Although not explicit in the film, I believe the "students as customers" trope that Jeff Sandefer, the wealthy Rick Perry donor and ally, and other "reformers" extol has another effect. In February 1960, when African American college students in the South formed the Student Non-Violent Coordinating Committee (SNCC) it quickly became one of the most important civil rights organizations in the United States. Representative John Lewis of Georgia is a former SNCC president, and Julian Bond was a founding member.

This group was not called the "Customers Non-Violent Coordinating Committee." (Or if you read a newspaper headline covering a direct action: "One Hundred Students Arrested in Protest"; it sounds a lot different than: "One Hundred Customers Arrested in Protest.")

Throughout American history college students have been vital agents for social change and often the conscience of the country given that they embody our future. Their activism played a pivotal role in the civil rights movement, ending the Vietnam War, and demanding the voting age be lowered to 18 years of age with the 26th Amendment. To consider them "customers" or "clients" is to strip them of the dignity and status they deserve as students and demote them politically.

In Europe, Latin America, and elsewhere college students often lead the struggle for social justice. Just look at how college students today have embraced the democratic socialist ideas of Senator Bernie Sanders. In Starving the Beast there's a compelling clip from C-SPAN of Bernie in the Senate explaining the power and slash-and-burn policy goals of the Koch brothers aiming to bring American society back to the 19th Century.

The "disruptors" exposed in Starving the Beast target those who they consider their ideological enemies: educated people and those who aren't afraid to criticize their agenda often from the protected enclave of academia. This kind of insubordination drives them crazy.
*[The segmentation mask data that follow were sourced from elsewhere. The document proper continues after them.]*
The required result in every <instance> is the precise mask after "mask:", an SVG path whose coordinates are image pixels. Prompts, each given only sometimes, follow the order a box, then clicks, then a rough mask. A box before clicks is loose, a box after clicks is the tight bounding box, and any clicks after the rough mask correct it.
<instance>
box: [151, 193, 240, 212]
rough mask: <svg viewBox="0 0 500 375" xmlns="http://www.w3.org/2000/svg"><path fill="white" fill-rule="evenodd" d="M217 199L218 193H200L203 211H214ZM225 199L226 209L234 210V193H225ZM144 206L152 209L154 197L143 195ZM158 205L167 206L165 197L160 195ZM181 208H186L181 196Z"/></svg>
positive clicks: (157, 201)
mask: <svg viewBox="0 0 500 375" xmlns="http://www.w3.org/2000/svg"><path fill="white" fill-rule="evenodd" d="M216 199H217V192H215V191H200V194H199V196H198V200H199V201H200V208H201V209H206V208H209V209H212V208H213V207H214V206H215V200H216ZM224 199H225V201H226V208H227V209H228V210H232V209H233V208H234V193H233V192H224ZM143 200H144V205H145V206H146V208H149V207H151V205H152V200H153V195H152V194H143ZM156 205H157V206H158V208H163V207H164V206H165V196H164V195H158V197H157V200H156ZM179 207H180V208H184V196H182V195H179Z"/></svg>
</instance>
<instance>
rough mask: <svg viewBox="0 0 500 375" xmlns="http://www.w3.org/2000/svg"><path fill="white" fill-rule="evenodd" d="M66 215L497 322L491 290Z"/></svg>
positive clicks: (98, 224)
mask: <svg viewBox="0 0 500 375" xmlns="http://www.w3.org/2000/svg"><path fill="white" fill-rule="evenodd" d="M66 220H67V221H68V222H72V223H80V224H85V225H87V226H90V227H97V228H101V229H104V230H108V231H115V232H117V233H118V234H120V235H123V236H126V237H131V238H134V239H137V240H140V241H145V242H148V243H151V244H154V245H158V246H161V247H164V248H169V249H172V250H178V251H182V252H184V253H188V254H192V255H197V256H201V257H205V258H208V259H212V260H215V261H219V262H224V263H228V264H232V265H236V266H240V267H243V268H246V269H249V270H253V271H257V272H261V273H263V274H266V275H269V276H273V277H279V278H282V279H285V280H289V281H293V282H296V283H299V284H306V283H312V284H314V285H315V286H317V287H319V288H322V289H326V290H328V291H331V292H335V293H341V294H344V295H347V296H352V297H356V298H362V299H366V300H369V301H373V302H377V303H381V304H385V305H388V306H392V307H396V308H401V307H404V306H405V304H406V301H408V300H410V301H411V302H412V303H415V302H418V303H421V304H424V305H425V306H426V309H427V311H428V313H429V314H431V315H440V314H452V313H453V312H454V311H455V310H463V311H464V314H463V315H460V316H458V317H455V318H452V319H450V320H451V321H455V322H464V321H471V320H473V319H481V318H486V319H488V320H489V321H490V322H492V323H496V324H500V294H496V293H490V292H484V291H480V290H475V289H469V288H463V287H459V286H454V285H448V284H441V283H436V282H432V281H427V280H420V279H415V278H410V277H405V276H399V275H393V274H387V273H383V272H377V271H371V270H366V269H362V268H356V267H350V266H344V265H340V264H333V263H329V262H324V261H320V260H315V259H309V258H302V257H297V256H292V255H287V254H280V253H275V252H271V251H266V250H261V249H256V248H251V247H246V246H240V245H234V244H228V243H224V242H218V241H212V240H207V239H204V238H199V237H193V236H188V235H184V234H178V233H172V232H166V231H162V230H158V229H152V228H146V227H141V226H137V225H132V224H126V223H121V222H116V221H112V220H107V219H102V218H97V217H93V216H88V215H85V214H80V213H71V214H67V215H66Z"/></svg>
So they push to get rid of tenure and turn universities into Wal-Marts.

The big picture that Starving the Beast elucidates is that the disinvestment in public higher education has led to increases in class size, lower pay for professors, and the hiring of temporary adjunct professors (who were the first victims of the "gig" economy).
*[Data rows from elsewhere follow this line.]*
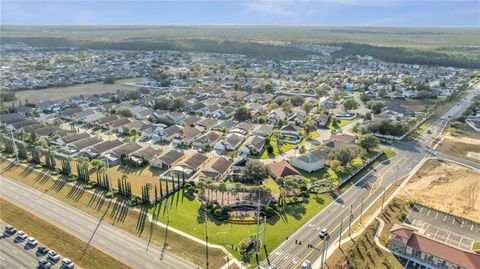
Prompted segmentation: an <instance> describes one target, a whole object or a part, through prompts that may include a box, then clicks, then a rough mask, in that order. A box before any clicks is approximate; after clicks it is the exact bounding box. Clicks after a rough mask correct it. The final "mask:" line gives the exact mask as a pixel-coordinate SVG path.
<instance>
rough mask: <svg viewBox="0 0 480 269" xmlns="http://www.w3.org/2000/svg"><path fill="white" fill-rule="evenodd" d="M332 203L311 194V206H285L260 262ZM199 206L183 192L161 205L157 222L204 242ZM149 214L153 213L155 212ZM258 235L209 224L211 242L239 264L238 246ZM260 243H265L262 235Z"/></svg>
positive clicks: (239, 229)
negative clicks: (232, 258)
mask: <svg viewBox="0 0 480 269" xmlns="http://www.w3.org/2000/svg"><path fill="white" fill-rule="evenodd" d="M219 195H220V194H219ZM331 202H332V200H331V198H330V197H329V196H327V195H316V194H312V195H310V198H309V199H308V203H306V204H301V203H300V204H294V205H289V206H286V207H285V208H284V209H283V210H282V211H281V212H280V216H277V217H274V218H271V219H269V220H267V245H266V249H265V248H263V246H262V248H261V251H260V257H259V260H263V259H264V258H265V250H266V251H268V252H269V253H271V252H272V251H273V250H274V249H275V248H276V247H277V246H278V245H279V244H280V243H282V242H283V241H284V240H285V237H286V236H288V235H290V234H292V233H293V232H295V231H296V230H297V229H299V228H300V227H301V226H302V225H303V224H304V223H305V222H307V221H308V220H309V219H310V218H312V217H313V216H314V215H315V214H317V213H318V212H319V211H321V210H322V209H323V208H324V207H325V206H327V205H328V204H330V203H331ZM200 206H201V204H200V202H199V201H198V200H194V199H191V198H190V199H189V198H187V197H186V196H184V195H183V190H182V191H180V192H177V193H176V194H175V195H173V196H171V197H170V198H169V199H168V206H167V202H165V201H164V202H163V203H162V204H159V205H158V207H157V210H158V211H157V212H158V213H157V216H158V220H159V221H160V222H163V223H169V225H170V226H172V227H174V228H177V229H179V230H182V231H184V232H186V233H189V234H191V235H193V236H196V237H198V238H200V239H205V228H206V227H205V217H204V215H203V214H201V215H199V213H200V212H201V211H200ZM150 211H151V212H153V209H151V210H150ZM262 231H263V226H262ZM255 232H256V225H241V224H230V223H226V222H220V221H214V220H211V219H209V220H208V238H209V242H211V243H214V244H219V245H223V246H225V247H226V248H227V249H228V250H229V251H230V252H231V253H232V254H233V255H235V256H236V257H237V258H238V259H240V260H241V259H242V257H241V255H240V254H239V253H238V251H237V250H236V249H235V246H236V245H237V244H238V243H239V242H240V241H242V240H243V239H245V238H247V237H249V236H251V235H254V234H255ZM261 239H262V241H263V232H262V238H261ZM250 263H251V264H252V265H256V262H255V257H254V256H253V257H252V258H251V259H250Z"/></svg>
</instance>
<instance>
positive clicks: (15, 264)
mask: <svg viewBox="0 0 480 269" xmlns="http://www.w3.org/2000/svg"><path fill="white" fill-rule="evenodd" d="M4 227H5V225H4V224H3V223H0V228H1V230H2V231H3V230H4ZM25 232H27V231H25ZM41 259H42V256H41V255H39V254H38V253H37V248H36V247H30V246H27V245H26V240H24V241H18V240H16V234H15V235H12V236H8V235H7V236H5V237H4V238H1V239H0V269H12V268H19V269H20V268H37V267H38V261H39V260H41ZM51 268H52V269H55V268H60V266H59V265H58V264H54V265H53V266H52V267H51Z"/></svg>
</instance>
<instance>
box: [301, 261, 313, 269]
mask: <svg viewBox="0 0 480 269" xmlns="http://www.w3.org/2000/svg"><path fill="white" fill-rule="evenodd" d="M301 268H302V269H311V268H312V264H311V263H310V261H309V260H306V261H304V262H303V263H302V267H301Z"/></svg>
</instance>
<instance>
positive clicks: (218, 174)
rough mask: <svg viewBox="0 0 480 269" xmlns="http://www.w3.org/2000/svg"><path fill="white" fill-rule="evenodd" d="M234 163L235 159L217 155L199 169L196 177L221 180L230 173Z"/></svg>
mask: <svg viewBox="0 0 480 269" xmlns="http://www.w3.org/2000/svg"><path fill="white" fill-rule="evenodd" d="M232 164H233V161H231V160H229V159H227V158H225V157H215V158H213V159H211V160H210V161H209V162H208V163H207V164H205V166H204V167H203V168H201V169H200V170H199V171H198V175H197V177H196V178H195V179H202V178H209V179H212V180H214V181H220V180H222V179H224V178H225V176H226V175H227V174H228V169H229V168H230V166H231V165H232Z"/></svg>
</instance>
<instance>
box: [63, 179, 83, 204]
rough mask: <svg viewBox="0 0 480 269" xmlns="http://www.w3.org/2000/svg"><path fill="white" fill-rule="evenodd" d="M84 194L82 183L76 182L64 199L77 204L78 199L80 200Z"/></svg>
mask: <svg viewBox="0 0 480 269" xmlns="http://www.w3.org/2000/svg"><path fill="white" fill-rule="evenodd" d="M84 193H85V187H83V184H82V183H79V182H77V183H76V184H75V185H74V186H73V187H72V188H71V189H70V192H69V193H68V194H67V196H66V198H68V199H72V200H73V201H75V202H78V201H79V200H80V198H82V196H83V194H84Z"/></svg>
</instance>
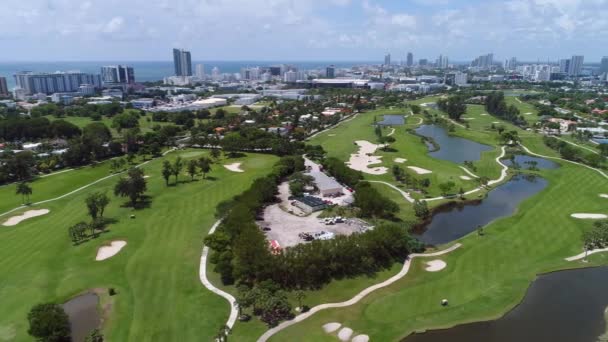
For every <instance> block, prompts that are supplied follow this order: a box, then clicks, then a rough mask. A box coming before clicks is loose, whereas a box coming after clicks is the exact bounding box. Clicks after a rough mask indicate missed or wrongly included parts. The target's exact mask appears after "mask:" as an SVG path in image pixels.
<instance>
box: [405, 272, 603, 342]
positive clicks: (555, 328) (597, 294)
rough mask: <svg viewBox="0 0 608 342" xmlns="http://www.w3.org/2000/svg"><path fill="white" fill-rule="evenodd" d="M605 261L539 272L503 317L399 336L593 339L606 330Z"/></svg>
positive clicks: (426, 337)
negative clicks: (523, 295) (568, 270)
mask: <svg viewBox="0 0 608 342" xmlns="http://www.w3.org/2000/svg"><path fill="white" fill-rule="evenodd" d="M606 284H608V267H598V268H587V269H578V270H570V271H562V272H556V273H550V274H546V275H542V276H540V277H538V279H536V281H534V283H532V286H531V287H530V288H529V289H528V292H527V293H526V296H525V298H524V300H523V302H522V303H521V304H520V305H519V306H517V307H516V308H515V309H513V310H511V311H510V312H509V313H507V314H506V315H505V316H504V317H502V318H500V319H498V320H495V321H489V322H479V323H472V324H464V325H459V326H456V327H454V328H451V329H445V330H433V331H429V332H426V333H423V334H414V335H410V336H409V337H407V338H406V339H404V340H403V341H404V342H443V341H450V342H472V341H484V342H513V341H517V342H538V341H551V342H596V341H597V340H598V337H599V336H600V335H602V334H604V332H605V331H606V321H605V318H604V310H605V309H606V307H607V306H608V291H606Z"/></svg>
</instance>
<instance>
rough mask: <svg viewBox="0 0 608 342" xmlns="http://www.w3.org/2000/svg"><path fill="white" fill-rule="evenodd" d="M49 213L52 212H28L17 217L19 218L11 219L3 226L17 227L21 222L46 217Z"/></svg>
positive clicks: (41, 210)
mask: <svg viewBox="0 0 608 342" xmlns="http://www.w3.org/2000/svg"><path fill="white" fill-rule="evenodd" d="M49 212H50V210H48V209H38V210H28V211H26V212H24V213H23V214H21V215H17V216H13V217H11V218H9V219H8V220H6V221H4V223H3V224H2V225H3V226H6V227H11V226H16V225H17V224H19V223H20V222H21V221H24V220H27V219H29V218H32V217H37V216H42V215H46V214H48V213H49Z"/></svg>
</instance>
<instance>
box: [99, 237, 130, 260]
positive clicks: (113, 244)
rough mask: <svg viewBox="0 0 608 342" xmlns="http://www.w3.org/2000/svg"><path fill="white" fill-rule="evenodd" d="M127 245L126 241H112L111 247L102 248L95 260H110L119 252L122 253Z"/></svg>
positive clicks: (109, 246) (100, 247)
mask: <svg viewBox="0 0 608 342" xmlns="http://www.w3.org/2000/svg"><path fill="white" fill-rule="evenodd" d="M126 245H127V242H126V241H123V240H117V241H112V242H111V243H110V245H109V246H101V247H99V249H98V250H97V256H96V257H95V260H97V261H102V260H106V259H109V258H111V257H113V256H115V255H116V254H118V252H120V250H121V249H123V248H124V247H125V246H126Z"/></svg>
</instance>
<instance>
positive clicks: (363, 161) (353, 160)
mask: <svg viewBox="0 0 608 342" xmlns="http://www.w3.org/2000/svg"><path fill="white" fill-rule="evenodd" d="M355 144H357V146H359V152H358V153H354V154H351V155H350V160H349V161H348V162H346V165H348V167H350V168H351V169H353V170H357V171H361V172H365V173H369V174H370V175H383V174H385V173H387V172H388V169H387V168H386V167H384V166H381V167H375V168H370V167H369V166H370V165H374V164H380V163H382V160H381V158H382V157H381V156H374V155H372V154H373V153H374V152H376V150H377V149H378V148H381V147H383V145H376V144H372V143H370V142H369V141H365V140H358V141H355Z"/></svg>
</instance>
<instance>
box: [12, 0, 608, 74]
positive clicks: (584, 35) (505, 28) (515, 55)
mask: <svg viewBox="0 0 608 342" xmlns="http://www.w3.org/2000/svg"><path fill="white" fill-rule="evenodd" d="M143 5H144V4H143V3H140V2H138V1H129V2H127V3H124V2H120V3H119V2H117V1H107V2H103V3H93V2H91V1H84V2H82V1H79V2H76V1H61V2H59V1H53V0H45V1H42V0H30V1H21V2H17V1H13V0H9V1H8V3H7V4H3V6H4V8H3V10H2V11H0V19H1V20H2V21H3V22H4V23H5V25H4V27H5V29H4V30H3V32H2V33H0V42H2V43H3V44H4V45H5V46H9V47H11V48H10V50H9V53H6V54H3V55H2V56H0V61H16V60H28V61H49V60H52V61H69V60H83V61H85V60H86V61H96V60H99V61H101V60H121V61H125V62H128V61H161V60H163V61H164V60H169V59H170V58H171V56H170V55H169V54H167V47H169V48H184V49H186V50H188V51H191V53H192V56H196V57H195V58H194V60H201V61H204V60H232V61H237V60H285V61H297V60H306V61H308V60H310V61H313V60H342V61H370V60H377V59H378V58H379V57H380V58H381V56H383V55H384V54H386V53H387V52H390V53H391V55H392V59H393V61H400V60H402V59H406V54H407V52H408V51H412V52H414V54H415V55H416V56H423V57H424V58H428V59H434V58H435V57H434V56H438V55H439V54H443V55H447V56H450V60H453V61H461V60H462V61H464V60H471V59H473V58H475V57H476V56H480V55H483V54H485V53H487V52H488V51H493V53H494V55H495V56H496V57H499V58H500V57H505V58H508V57H510V56H517V57H518V59H519V60H523V61H535V60H546V59H547V58H550V59H558V58H561V57H566V56H571V55H584V56H585V60H586V61H588V62H596V61H597V62H599V61H600V60H601V58H602V56H604V55H606V54H607V53H606V52H604V51H602V50H601V49H598V48H597V46H606V43H607V42H608V36H607V35H606V34H605V32H608V20H605V19H604V18H605V17H606V16H605V12H606V10H605V9H604V8H606V5H608V1H606V0H593V1H580V0H569V1H564V0H561V1H558V0H542V1H541V0H510V1H506V2H504V1H488V2H478V1H473V2H471V1H463V0H428V1H423V0H414V1H411V2H408V3H396V2H395V1H386V0H362V1H359V0H330V1H328V2H327V1H326V2H321V1H316V0H304V1H298V2H292V1H287V0H276V1H274V2H273V3H271V4H267V3H265V2H264V3H261V2H259V1H258V0H253V1H245V0H236V1H230V2H228V1H216V2H212V3H207V2H202V3H199V2H197V1H190V0H179V1H173V2H169V1H157V2H151V3H149V4H148V3H146V4H145V6H146V11H145V12H142V11H141V7H142V6H143ZM262 5H263V6H262ZM261 8H265V10H263V11H262V10H261ZM341 14H348V15H341ZM203 23H204V24H203ZM305 24H306V25H305ZM309 24H310V25H309ZM49 46H53V49H49V48H48V47H49ZM260 46H264V47H265V48H264V49H260V48H259V47H260ZM75 47H76V48H75ZM243 56H246V57H243ZM353 56H356V57H353Z"/></svg>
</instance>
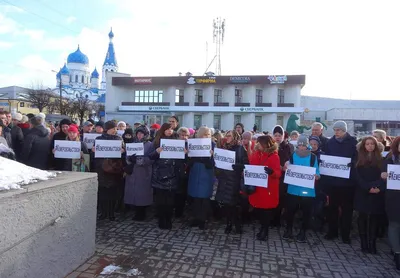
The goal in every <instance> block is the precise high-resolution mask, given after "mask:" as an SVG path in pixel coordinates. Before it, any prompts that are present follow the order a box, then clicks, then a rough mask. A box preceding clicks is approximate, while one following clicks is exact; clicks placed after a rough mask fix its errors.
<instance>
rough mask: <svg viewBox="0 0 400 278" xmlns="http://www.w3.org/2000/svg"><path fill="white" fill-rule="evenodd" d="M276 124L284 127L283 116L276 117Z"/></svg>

As state government support for public universities dries up, student fees and tuition soar, which is the product of policy choices of governors and legislatures. Unchallenged, it threatens to ruin some of the most cherished institutions American society has ever built.

"That which has taken over a hundred years to build, can easily be destroyed by starving it to death," notes one of the champions of public universities in the film. We must renew our commitment to fully fund our public universities lest the "reformers" and "disruptors," with their deep pockets, powerful allies, and unyielding self-righteousness will strip them for parts.

Future generations looking back at this era will question why we were so stupid to allow a small group of elitists destroy what has been a dependable and durable conveyor belt for the opportunity and aspirations of thousands of young people. Institutions that open doors for people who didn't even know those doors existed.

Starving the Beast is a must-see movie for students, professors, and anyone who cares about the future of public higher education. The defense of these institutions depends on our ability to fight back and this film can be a useful organizing tool to better understand what we're up against and light the path forward.